Aldrin, 32, was gunned down close to midnight on Oct. 2 on busy Herbosa Street in Tondo, Manila. He was about to cross the road to buy brandy to share with friends when seven masked men on motorcycles cut him off and shot him.
Bullets in head, chest
Two bullets slammed into his left cheek and another struck his neck. He fell on his face and his blood flowed down the pavement.
It seemed that the three bullets lodged in his head were not enough. One of the hit men turned him over and shot him two more times in the chest.
The gunmen fled as if nothing happened.
Two months have passed, but Castillo is still furious and indignant over her son’s murder. So many questions remain unanswered—“What had he done wrong? Who killed him? Why did they kill him?”
As she grasps for an explanation, she also struggles to find a reason to celebrate Christmas.
“I will have no Christmas this year, and neither will my daughter,” Castillo said in an interview with Inquirer.net this week.
“But the thing is, I have grandchildren. They’re just kids and Christmas is for them. I cannot stop the kids from celebrating,” she said, shaking her head in sorrow as she held a laminated portrait of Aldrin.
“For us? We have no Christmas, not even my mother. Whether it happened long ago or just recently, I could never accept my son’s death,” she added.
Aldrin was a drug user, Castillo admitted, but she pointed out that he had already kicked the habit long
before he was killed.
Not on drug watch list
Castillo also said her son was not on the drug watch list in Tondo or in Novaliches as he had a clean record and had no enemies.
“He was not a scourge to society that this government is saying. He has not wronged anyone. Why did they gun him down? I want answers to my questions and I want to know who those animals were,” she said.
Aldrin had kept himself busy working as a welder. Days before he was killed, his sister, Abigail, requested him to install an air-conditioner in her house in Tondo.
Castillo said he was supposed to return home to Novaliches sooner but he got the flu so he stayed longer in Tondo. The family lived for decades in that neighborhood so Castillo felt it was safe and did not think anything untoward could happen there.
She was wrong.
Castillo wanted someone held responsible for Aldrin’s death. In her despair, she blamed her daughter: If he were not in Tondo, he would still be alive.
“It has created a gap in the family,” she lamented. She longs for the day that she and her daughter patch things up.
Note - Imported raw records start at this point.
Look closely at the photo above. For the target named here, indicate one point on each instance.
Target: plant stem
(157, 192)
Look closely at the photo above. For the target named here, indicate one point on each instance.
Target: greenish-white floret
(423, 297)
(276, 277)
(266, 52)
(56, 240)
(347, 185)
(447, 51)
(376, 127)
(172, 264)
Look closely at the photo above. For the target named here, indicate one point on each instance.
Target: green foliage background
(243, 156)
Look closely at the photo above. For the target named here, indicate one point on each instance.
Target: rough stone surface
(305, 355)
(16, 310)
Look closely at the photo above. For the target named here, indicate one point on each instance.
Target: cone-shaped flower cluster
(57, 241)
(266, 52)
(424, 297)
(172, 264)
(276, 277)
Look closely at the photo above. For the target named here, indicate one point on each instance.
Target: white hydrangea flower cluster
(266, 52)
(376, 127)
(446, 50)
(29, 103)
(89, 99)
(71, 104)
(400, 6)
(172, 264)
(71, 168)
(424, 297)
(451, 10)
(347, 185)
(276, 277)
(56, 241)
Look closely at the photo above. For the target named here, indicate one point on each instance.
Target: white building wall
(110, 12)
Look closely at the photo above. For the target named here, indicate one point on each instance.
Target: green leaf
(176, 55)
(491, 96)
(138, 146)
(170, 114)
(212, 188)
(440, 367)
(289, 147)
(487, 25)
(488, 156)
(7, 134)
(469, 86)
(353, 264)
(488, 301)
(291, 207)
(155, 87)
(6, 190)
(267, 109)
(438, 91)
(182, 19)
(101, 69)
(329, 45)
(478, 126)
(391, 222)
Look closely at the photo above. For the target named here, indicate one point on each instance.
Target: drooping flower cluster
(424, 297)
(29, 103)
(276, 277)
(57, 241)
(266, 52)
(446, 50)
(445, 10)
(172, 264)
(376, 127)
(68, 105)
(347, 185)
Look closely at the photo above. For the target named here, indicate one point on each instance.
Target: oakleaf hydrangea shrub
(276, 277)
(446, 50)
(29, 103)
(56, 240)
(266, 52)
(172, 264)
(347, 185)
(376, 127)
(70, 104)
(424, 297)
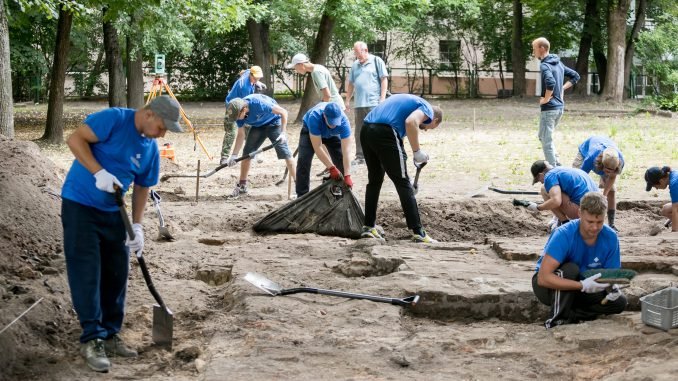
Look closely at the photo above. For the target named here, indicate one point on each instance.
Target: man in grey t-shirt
(322, 79)
(369, 78)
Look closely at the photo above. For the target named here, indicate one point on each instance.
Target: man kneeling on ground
(580, 245)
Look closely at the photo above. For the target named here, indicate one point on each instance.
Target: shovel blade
(163, 327)
(261, 282)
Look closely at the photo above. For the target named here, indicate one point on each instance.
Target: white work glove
(420, 157)
(105, 182)
(137, 244)
(229, 162)
(615, 294)
(590, 286)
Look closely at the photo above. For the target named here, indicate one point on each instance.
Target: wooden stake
(197, 182)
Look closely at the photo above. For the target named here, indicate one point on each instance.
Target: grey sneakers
(116, 347)
(95, 355)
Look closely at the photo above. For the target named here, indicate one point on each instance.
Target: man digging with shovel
(326, 130)
(268, 120)
(112, 149)
(382, 141)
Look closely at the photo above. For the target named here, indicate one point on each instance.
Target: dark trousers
(574, 306)
(384, 153)
(97, 262)
(305, 159)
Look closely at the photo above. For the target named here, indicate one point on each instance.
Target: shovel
(415, 185)
(164, 231)
(274, 289)
(163, 321)
(251, 155)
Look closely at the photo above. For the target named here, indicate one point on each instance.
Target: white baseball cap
(298, 58)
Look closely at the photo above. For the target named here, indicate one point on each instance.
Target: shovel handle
(412, 300)
(139, 255)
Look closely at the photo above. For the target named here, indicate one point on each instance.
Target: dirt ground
(477, 318)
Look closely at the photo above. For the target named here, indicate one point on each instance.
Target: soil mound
(31, 260)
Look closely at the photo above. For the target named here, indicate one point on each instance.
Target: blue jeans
(97, 263)
(258, 135)
(548, 121)
(305, 159)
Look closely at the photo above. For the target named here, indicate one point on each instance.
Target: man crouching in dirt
(327, 133)
(580, 245)
(562, 191)
(382, 140)
(113, 148)
(268, 120)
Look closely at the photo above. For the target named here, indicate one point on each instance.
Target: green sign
(159, 64)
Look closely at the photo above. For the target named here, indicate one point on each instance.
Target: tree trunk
(517, 53)
(135, 74)
(582, 65)
(321, 47)
(54, 130)
(93, 77)
(616, 48)
(258, 35)
(6, 102)
(641, 10)
(116, 76)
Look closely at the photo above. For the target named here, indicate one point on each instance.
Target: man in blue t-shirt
(327, 133)
(268, 120)
(600, 155)
(248, 83)
(583, 244)
(113, 149)
(382, 140)
(369, 78)
(562, 190)
(661, 178)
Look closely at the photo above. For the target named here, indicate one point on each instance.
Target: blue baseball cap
(333, 114)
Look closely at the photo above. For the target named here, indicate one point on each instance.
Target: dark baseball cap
(538, 167)
(168, 110)
(652, 177)
(333, 114)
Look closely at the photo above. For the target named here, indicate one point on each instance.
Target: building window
(378, 48)
(449, 53)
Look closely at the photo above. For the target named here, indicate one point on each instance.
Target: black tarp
(330, 209)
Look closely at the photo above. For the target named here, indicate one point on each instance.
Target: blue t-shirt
(241, 88)
(366, 79)
(394, 110)
(591, 148)
(315, 122)
(574, 182)
(567, 245)
(260, 111)
(122, 151)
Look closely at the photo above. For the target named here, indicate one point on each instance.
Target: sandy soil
(477, 318)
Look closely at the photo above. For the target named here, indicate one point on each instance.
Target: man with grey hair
(583, 244)
(552, 102)
(369, 79)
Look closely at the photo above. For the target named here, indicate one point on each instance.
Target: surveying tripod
(158, 86)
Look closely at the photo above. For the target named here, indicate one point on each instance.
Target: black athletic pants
(573, 306)
(305, 159)
(384, 153)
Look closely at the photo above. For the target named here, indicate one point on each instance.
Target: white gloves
(615, 294)
(229, 162)
(532, 207)
(137, 244)
(590, 286)
(420, 157)
(104, 181)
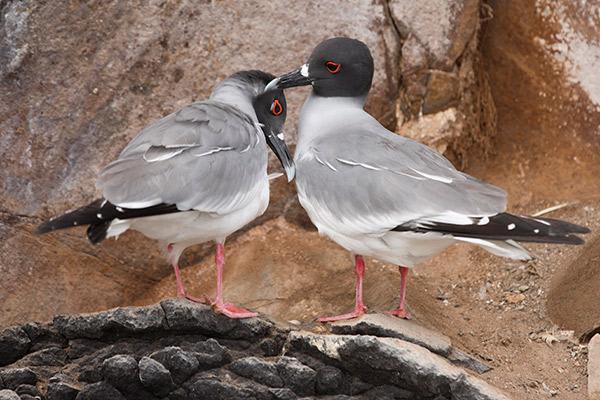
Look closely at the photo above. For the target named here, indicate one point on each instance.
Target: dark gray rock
(155, 377)
(13, 377)
(388, 392)
(52, 356)
(58, 390)
(258, 370)
(116, 322)
(121, 371)
(42, 336)
(387, 326)
(78, 348)
(14, 344)
(297, 376)
(179, 394)
(214, 389)
(283, 394)
(388, 361)
(27, 389)
(272, 346)
(211, 354)
(99, 391)
(182, 364)
(184, 315)
(139, 361)
(329, 380)
(6, 394)
(29, 397)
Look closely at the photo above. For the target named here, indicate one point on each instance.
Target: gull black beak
(280, 149)
(298, 77)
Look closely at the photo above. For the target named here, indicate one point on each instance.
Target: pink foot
(233, 311)
(400, 313)
(354, 314)
(200, 300)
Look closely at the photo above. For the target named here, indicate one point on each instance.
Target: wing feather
(370, 181)
(207, 156)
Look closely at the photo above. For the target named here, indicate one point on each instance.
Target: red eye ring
(276, 108)
(333, 67)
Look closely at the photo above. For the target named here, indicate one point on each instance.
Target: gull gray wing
(207, 156)
(364, 179)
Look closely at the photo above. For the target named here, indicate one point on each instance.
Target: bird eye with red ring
(333, 67)
(276, 108)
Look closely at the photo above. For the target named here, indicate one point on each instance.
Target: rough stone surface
(30, 390)
(297, 376)
(80, 80)
(61, 391)
(155, 376)
(99, 391)
(121, 371)
(594, 368)
(445, 100)
(387, 326)
(180, 360)
(395, 362)
(200, 318)
(120, 321)
(258, 370)
(13, 377)
(14, 342)
(181, 364)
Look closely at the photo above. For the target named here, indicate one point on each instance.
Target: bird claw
(351, 315)
(233, 311)
(200, 300)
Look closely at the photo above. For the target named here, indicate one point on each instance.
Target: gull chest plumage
(196, 175)
(379, 194)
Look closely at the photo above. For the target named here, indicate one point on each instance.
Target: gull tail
(98, 216)
(500, 233)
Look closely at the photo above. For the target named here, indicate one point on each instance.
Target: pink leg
(180, 287)
(231, 310)
(401, 310)
(359, 306)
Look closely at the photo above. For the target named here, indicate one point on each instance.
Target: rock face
(445, 100)
(180, 350)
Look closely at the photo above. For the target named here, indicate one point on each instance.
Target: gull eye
(276, 108)
(333, 67)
Strength to pursue justice
Castillo smiled as she sat on a bench across a table inside a café in Quezon City for the interview. She said she wanted to go to Tutuban night market in Divisoria, Manila, to buy cheap stuff for Christmas.
Normita, another woman who lost a son to the government’s anti-illegal drug campaign, told her that it would be a struggle to shop there because of the sheer number of people.
Castillo laughed. She told her: “I got through my son’s death, what is that compared to shopping in Tutuban?”
These days, Castillo keeps herself busy as a volunteer for Rise Up for Life and for Rights, a Church-based nonprofit group supporting and organizing families of victims of extrajudicial killings. She helps conduct house-to-house visits, talking to family members, scheduling meetings and doing other things.
She got in touch with the group at the Nov. 5 “Start the Healing” rally on Edsa.
“Joining Rise Up opened my mind. Before, I was just a simple mother who did not care about anyone else so long as my children were safe. Until this happened to me,” she said.
“We’re grateful there’s an organization like this that we can run to because we would not know what to do since none of us knows anything about the law,” she said.
Her new life as an advocate against the drug killings and meeting other families who shared common experiences greatly helped her cope and process the trauma and pain of her loss.
“No one could understand us more than we who have lost someone,” she said.
On Christmas Day, she said she would light a candle at her son’s tomb at Manila North Cemetery. She will pray not only for her peace of mind but also for justice for Aldrin and the thousands of others who have fallen victims to the government’s deadly crackdown on illegal drugs.